- February
Posted By : Adrian Chan
Getting into social video

I’ve been poking about the social video space of late and absorbing as many moving pixels as can be safely beamed at a pair of analog eye sockets without producing tissue damage, seizures, or abnormalities of the brain. It’s an interesting space less for what companies are doing than for what it suggests they might do, but the signs are there. In terms of content, well I’m inspired to yank a line out of Hunter S Thompson’s Fear and Loathing… “eyes glazed insanely behind tiny gold-rimmed greaser shades, screaming gibberish.” That’s Hunter at a traffic light in a state of mind. But it seems to apply to the cumulative experience of watching short video clips online at social video sites.

I’ve said before that I think YouTube is a social system in failure mode. That in a way, the video is a substitute for the blog post, presenting something about its poster that’s neither expository nor opinion, but is in some way reveals the poster’s personality and taste. That the video is in a way an “utterance.” That’s the only way it makes sense to think of YouTube as a talk system (to me, at least). But I really do think that’s what makes it interesting. Short videos can function as a kind of sign system, or symbolic language perhaps. They’re identifying, moreso than Flickr pics for example, because they use content as a reference. In the case of videos shot of the person posting, and by the person posting, they’re obviously even more of an “utterance.” Where blogging requires a person to say something interesting, the video says it for us. It’s faster, its more easily consumed (perhaps), it’s often more easily liked, and as a “linguistic” phrase it is is easily accepted. (How would you reject a person on the basis of their videos?)

If YouTube is social because it creates visibility for posters and involves a communication system in which videos are member contributions, statements or messages through which members identify themselves, then the similarities among different kinds of videos provide a quick route to group identities… The social on YouTube can then differentiate itself: videos have styles, contents, references, and so on. The popularity of comedy, music videos, and TV shows us that YouTube samples popular culture, and that members identify themselves through pop culture clips. We speak TV on YouTube.

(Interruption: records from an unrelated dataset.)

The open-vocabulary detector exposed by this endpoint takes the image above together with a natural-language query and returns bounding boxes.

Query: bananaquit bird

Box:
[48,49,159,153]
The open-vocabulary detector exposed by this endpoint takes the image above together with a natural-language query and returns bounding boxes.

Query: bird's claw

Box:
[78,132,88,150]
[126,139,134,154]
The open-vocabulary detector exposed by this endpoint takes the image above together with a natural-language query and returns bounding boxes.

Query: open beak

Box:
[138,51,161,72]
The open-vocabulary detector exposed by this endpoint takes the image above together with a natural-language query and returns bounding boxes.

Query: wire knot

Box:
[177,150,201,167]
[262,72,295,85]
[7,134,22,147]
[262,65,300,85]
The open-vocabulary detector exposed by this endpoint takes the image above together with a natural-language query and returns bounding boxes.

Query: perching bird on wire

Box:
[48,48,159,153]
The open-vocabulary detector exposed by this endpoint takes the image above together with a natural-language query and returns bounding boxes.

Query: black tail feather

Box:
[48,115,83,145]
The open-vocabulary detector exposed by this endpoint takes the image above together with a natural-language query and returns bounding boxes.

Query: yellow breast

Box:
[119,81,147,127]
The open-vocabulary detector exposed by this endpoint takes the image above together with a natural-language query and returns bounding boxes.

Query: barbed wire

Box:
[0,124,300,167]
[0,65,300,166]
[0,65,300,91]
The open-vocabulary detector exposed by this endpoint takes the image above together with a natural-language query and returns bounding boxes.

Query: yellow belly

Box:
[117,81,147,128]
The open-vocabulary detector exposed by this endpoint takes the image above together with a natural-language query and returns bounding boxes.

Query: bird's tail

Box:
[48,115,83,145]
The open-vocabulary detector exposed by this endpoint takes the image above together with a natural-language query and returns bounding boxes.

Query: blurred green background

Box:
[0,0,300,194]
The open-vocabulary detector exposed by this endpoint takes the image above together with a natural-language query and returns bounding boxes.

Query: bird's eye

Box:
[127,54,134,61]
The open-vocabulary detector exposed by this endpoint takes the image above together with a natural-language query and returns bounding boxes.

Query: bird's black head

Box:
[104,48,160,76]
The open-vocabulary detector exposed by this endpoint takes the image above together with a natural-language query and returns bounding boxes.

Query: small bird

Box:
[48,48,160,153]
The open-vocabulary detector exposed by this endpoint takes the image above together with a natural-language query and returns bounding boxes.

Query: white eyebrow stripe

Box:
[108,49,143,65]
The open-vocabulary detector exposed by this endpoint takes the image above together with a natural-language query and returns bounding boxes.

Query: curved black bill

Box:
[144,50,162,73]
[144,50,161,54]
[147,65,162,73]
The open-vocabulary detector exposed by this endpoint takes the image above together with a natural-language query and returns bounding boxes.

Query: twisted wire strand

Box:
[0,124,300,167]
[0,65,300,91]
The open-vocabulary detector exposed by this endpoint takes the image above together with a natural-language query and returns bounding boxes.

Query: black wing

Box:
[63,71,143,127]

What comes next then is where things will get interesting. As video players become richer, and as they embed chat, commenting, rating, lists, and forms of gestural communication and action within themselves (Joost, Click.tv, Clipsync are a few in this space; Jumpcut as an editor system, is communicative but not in the way I’m thinking about at the moment), the challenges of communicating through video, about video, and to other viewers (friends or anonymous) quickly complicates the user experience.

What social practices await us on the other side of video clips, channels, ratings, tags, and lists? Will we use our camphones to create group videos that we then annotate for group memories and video scrapbooks? Will we finally see what really happens in Vegas? Will we send each other video postcards? Will dating profiles link to clips of our stupid human tricks on YouTube? Or will new video intimacies and confessionals provide us with a much richer view of each other (Is that what we even want? Most online daters prefer to pique curiosity by telling about themselves in text form; video is too revealing, and is a direct and less-flattering way to present ourselves than the text profile, over which we have much more control!) What kinds of games will we play with each other through video?

Will social marketers be able to extract good preference data from our social video use? How will we solve the challenges of getting meta data from chats (which are notoriously poor at revealing what it is they are about, given as they are to directing attention among chatters, not what is chatted about)? Will users get together for synchronous video viewing, or does that just fly in the face of the time-shifting benefits of the medium in the first place? How will live social video allow members to manage their presence availability (as any IM tool does today)? How deeply can we become engaged in video content, and between typing, talking, pressing buttons, and turning on our own webcams, which mode or combination will win?

Interesting developments are certainly just around the corner. I would like to think that this time, the moving image might realize some of its educational potential (TV was hailed for its potential in democratizing and distributing knowledge — think Marshall McLuhan or Ed Murrow in Goodnight and Good Luck). If content is king, the king this time is us.